Pigmentary mosaicism. The patient in Figure A, a 6-month-old girl, demonstrates the phenomenon of pigmentary mosaicism. The areas of hyperpigmentation follow the lines of Blaschko. The phenomenon of pigmentary mosaicism was first described by Ito in 1952. Since that time, there has been an expanding recognition of a group of disorders that affect both sexes in which chromosomal mosaicism is always suspected and frequently demonstrated--albeit sometimes with great difficulty. Case reports and series describe patients with a wide variety of other abnormalities that may involve the hair, teeth, eyes, heart, and CNS. Often patients have no other abnormalities. Disorders of pigmentary mosaicism differ from incontinentia pigmenti in that both sexes are affected, and the pigmentary changes with mosaicism--which may be hyper- or hypopigmentation--are not preceded by vesicular or verrucous lesions as they are in incontinentia pigmenti.

Proteus syndrome. This rare disorder is characterized by overgrowth of multiple tissues in a mosaic pattern. The term "proteus" is derived from the Greek sea god of the same name, who had the ability to appear in the form of any creature to avoid being captured. The same is true of this heterogeneous disorder that can involve the skin, subcutaneous tissue, connective tissue, CNS, and the viscera. The most common clinical manifestations are epidermal pigmented nevi, nevi on the palms and soles, hyperostosis, local gigantism, hemihyperplasia, and multiple lipomas in the subcutaneous tissues and abdominal and pelvic cavities. The nevi typically follow the lines of Blaschko.

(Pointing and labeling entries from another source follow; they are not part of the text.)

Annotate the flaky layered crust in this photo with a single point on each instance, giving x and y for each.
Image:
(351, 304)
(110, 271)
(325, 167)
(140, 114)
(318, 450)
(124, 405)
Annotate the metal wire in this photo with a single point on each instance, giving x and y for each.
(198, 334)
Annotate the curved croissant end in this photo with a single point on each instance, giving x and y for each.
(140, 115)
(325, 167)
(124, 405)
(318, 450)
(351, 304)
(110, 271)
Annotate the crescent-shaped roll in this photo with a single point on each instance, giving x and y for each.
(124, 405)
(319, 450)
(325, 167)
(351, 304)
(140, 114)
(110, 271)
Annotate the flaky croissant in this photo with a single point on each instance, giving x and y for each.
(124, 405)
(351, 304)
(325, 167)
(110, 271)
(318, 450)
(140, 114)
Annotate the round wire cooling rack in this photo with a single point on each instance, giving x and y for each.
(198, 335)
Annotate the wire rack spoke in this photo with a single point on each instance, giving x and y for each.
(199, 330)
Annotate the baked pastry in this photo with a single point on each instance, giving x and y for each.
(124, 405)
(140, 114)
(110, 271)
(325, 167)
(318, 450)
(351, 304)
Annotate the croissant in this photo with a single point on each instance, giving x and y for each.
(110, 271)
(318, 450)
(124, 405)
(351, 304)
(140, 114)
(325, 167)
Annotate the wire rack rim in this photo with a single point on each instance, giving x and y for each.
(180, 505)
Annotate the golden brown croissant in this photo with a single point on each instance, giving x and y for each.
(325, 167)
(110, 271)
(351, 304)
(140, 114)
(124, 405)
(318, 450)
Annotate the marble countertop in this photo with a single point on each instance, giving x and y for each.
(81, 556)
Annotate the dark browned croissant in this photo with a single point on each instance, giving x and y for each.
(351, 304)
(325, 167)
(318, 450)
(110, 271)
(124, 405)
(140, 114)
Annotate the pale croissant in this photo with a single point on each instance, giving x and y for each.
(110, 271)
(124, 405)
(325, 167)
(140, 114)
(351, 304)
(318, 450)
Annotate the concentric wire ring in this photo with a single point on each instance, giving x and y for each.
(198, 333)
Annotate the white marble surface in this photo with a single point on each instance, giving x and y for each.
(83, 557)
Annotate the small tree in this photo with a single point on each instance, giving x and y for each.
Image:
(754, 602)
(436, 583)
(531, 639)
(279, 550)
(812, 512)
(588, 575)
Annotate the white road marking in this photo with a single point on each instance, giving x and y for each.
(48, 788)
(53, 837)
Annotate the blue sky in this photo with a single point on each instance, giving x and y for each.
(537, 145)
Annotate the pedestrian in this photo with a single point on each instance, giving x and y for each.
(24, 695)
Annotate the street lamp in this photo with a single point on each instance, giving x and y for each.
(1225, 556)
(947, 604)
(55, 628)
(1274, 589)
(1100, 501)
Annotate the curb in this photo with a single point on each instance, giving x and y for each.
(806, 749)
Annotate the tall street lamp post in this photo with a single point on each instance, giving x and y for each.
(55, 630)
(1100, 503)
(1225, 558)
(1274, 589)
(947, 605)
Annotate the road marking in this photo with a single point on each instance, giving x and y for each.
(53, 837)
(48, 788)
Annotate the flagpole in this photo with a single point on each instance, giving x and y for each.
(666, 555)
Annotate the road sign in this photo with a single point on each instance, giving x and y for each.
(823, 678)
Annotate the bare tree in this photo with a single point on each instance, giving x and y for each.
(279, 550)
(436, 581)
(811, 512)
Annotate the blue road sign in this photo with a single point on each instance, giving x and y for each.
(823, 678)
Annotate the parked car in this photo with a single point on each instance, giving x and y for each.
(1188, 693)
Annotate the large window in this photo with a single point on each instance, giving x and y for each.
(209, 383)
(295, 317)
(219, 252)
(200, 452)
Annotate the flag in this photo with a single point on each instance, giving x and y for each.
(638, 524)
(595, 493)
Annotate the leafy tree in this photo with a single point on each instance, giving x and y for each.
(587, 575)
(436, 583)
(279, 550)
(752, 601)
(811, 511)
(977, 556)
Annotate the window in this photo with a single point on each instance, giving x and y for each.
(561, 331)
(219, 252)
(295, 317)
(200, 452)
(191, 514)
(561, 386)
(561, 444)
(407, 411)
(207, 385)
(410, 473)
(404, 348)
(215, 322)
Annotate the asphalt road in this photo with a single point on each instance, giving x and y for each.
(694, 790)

Figure B shows an epidermal nevus in the axilla of a 4-year-old girl with this disorder. Figure C demonstrates gigantism of this girl's fingers.

References:

FOR MORE INFORMATION:

Darmstat G. Hyperpigmented lesions. In: Behrman R, Kliegman R, Jenson H, eds. Nelson Textbook of Pediatrics. 16th ed. Philadelphia: WB Saunders Co; 2000:1983-1985.

Biesecker L. The multifaceted challenges of proteus syindrome. JAMA. 2001;285:2240-2243.

Eichenfeld LF, Gibbs NF. Hyperpigmentation disorders. In: Eichenfield L, Frieden I, Esterly N, eds. Textbook of Neonatal Dermatology. Philadelphia: WB Saunders Co; 2001: 370-394

Bolognia J. Disorders of hypopigmentation and hyperpigmentation. In: Harper J, Oranje A, Prose N, eds. Textbook of Pediatric Dermatology. Oxford: Blackwell Scientific; 2000:837-879.

Tekin M, Bodurtha JN, Riccardi VM. Café au lait spots: the pediatrician's perspective. Pediatr Rev. 2001;22:82-90.

Tischkowitz MD, Hodgson SV. Fanconi anaemia. J Med Genetics. 2003;40:1-10.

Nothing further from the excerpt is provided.